There are other systems in place in flash to further mitigate these issues. All programming is adaptive, using feedback between programming pulses to hit the target. The pages within a block are intelligently ordered so that a programmed cell cannot possibly have all of its neighbors programmed from lowest to highest potential.
But yes, in general, if you had the right data stream, you would be able to slightly degrade the BER, possibly past what the ECC can repair. There are a lot of systems in place though, as NAND is inherently lossy to begin with. These issues are compounded by MLC designs which have tighter margins per cell.
SSDs have yet another layer of system mitigation. I know of at least one manufacturer that disables NAND level randomizing in favor of encrypting every bit of data that is programmed. Some drives have enough redundancy that they can lose an entire flash die without losing data -- as if losing a disk in a raid setup.
You probably shouldn't be storing anything important long term on a device that programs NAND raw. i.e. flash drives and sd cards. They aren't designed nor spec'd for high reliability.
The XOR scheme is extremely cheap (compact) and does not need to operate serially on the data stream (good for performance). The only applications that use the NAND provided randomizer are the cheapest of controllers.

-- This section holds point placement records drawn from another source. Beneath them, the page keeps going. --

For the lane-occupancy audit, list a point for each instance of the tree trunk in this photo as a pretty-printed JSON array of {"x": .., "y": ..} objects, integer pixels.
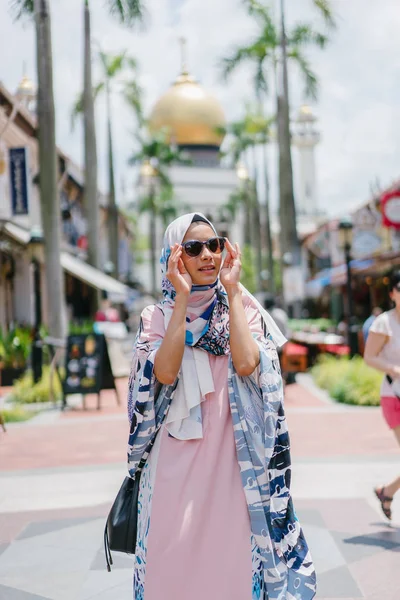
[
  {"x": 257, "y": 225},
  {"x": 287, "y": 208},
  {"x": 153, "y": 242},
  {"x": 268, "y": 232},
  {"x": 49, "y": 197},
  {"x": 247, "y": 212},
  {"x": 113, "y": 237},
  {"x": 91, "y": 204}
]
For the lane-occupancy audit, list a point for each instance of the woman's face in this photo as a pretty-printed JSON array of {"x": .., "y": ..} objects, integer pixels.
[{"x": 203, "y": 269}]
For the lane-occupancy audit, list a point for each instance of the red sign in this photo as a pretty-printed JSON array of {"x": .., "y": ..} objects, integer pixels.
[{"x": 390, "y": 205}]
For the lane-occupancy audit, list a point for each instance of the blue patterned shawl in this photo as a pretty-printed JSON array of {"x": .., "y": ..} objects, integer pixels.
[{"x": 263, "y": 451}]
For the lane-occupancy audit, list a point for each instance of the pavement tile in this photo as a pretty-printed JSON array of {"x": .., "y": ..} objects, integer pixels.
[
  {"x": 351, "y": 514},
  {"x": 8, "y": 593},
  {"x": 332, "y": 433},
  {"x": 42, "y": 527},
  {"x": 378, "y": 575},
  {"x": 296, "y": 396},
  {"x": 339, "y": 583}
]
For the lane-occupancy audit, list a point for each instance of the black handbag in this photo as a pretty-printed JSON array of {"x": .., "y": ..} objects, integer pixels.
[
  {"x": 120, "y": 531},
  {"x": 390, "y": 380},
  {"x": 121, "y": 527}
]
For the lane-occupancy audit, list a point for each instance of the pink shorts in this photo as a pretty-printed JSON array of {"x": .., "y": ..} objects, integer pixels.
[{"x": 391, "y": 411}]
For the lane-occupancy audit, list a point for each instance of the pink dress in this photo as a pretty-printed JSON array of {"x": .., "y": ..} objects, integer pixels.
[
  {"x": 388, "y": 324},
  {"x": 195, "y": 506}
]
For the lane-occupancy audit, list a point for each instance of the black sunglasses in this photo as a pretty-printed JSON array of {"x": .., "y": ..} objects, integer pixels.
[{"x": 195, "y": 247}]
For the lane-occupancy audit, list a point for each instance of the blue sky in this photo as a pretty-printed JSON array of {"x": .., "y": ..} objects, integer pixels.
[{"x": 358, "y": 107}]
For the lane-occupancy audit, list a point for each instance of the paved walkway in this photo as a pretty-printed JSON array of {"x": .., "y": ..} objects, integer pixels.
[{"x": 59, "y": 474}]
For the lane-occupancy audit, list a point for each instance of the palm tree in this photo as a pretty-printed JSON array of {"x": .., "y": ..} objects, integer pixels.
[
  {"x": 290, "y": 46},
  {"x": 263, "y": 52},
  {"x": 112, "y": 66},
  {"x": 49, "y": 197},
  {"x": 127, "y": 12},
  {"x": 246, "y": 135},
  {"x": 156, "y": 155}
]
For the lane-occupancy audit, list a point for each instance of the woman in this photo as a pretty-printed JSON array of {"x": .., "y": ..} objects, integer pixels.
[
  {"x": 215, "y": 518},
  {"x": 382, "y": 352}
]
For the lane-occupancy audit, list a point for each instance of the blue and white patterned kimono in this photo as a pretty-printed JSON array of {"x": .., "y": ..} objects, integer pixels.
[{"x": 282, "y": 564}]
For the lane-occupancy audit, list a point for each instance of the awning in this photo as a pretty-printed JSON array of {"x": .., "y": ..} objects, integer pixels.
[
  {"x": 117, "y": 291},
  {"x": 335, "y": 276}
]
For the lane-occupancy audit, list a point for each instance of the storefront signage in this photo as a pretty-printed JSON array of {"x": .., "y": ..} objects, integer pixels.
[
  {"x": 19, "y": 181},
  {"x": 390, "y": 205}
]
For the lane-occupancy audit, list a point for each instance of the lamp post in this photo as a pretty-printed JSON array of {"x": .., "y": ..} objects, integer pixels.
[
  {"x": 243, "y": 175},
  {"x": 346, "y": 234},
  {"x": 35, "y": 244},
  {"x": 148, "y": 173}
]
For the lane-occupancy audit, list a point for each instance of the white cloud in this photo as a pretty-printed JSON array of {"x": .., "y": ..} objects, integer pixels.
[{"x": 358, "y": 105}]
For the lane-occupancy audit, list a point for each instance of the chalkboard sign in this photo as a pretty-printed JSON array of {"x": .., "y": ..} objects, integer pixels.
[{"x": 87, "y": 365}]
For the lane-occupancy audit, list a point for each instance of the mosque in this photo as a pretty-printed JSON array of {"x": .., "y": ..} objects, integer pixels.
[{"x": 191, "y": 115}]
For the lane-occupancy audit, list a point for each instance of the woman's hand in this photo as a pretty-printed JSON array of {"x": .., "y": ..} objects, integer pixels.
[
  {"x": 395, "y": 372},
  {"x": 232, "y": 267},
  {"x": 177, "y": 273}
]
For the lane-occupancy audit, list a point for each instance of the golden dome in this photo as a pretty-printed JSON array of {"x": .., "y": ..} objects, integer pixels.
[{"x": 189, "y": 113}]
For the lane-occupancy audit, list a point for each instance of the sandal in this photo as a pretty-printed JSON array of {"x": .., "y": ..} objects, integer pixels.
[{"x": 383, "y": 499}]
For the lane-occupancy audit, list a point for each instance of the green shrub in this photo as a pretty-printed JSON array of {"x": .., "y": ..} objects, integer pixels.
[
  {"x": 16, "y": 414},
  {"x": 26, "y": 392},
  {"x": 348, "y": 381},
  {"x": 81, "y": 328}
]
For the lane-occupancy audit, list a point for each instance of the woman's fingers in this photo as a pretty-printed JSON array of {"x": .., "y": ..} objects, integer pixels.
[
  {"x": 181, "y": 267},
  {"x": 231, "y": 249}
]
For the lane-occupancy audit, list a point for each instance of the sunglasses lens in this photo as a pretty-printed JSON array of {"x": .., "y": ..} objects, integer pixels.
[
  {"x": 216, "y": 245},
  {"x": 193, "y": 248},
  {"x": 213, "y": 245}
]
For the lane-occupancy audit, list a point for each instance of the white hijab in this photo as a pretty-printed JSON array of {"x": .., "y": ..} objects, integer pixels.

In fact, even the SD controller in the linked article used their own XOR scheme. A system designer can always turn off the builtin randomizer, and replace it with whatever method they choose -- they all do for various reasons. At the controller level it can be implemented in, typically, higher performance and more compact logic processes. It does not need to be duplicated for multichannel devices, as it would if it were in the NAND.
...until someone finds a way to exploit it, as has happened with CD's "weak sector" copy protection schemes. It's only a matter of when it will happen, not if.
Only the most primitive SD/flash drive controllers actually use this scheme anyway -- encryption is much better at randomizing.
I agree that it also scares me when certain patterns of data are essentially harder to store than others - and the "solution" is to just make it statistically unlikely, as opposed to using a more robust encoding like RLL that guarantees worst-case behaviour (although requires more overhead).
This problem of some sequences of bits being problematic has actually been around for a long time - see
http://en.wikipedia.org/wiki/Lace_card for example - and is one of the reasons for the odd character layout of EBCDIC.
I wrote a lot of the flash object store for the Apple Newton, back in 1992. I've often wondered how many of the things we came up with were later patented by other companies.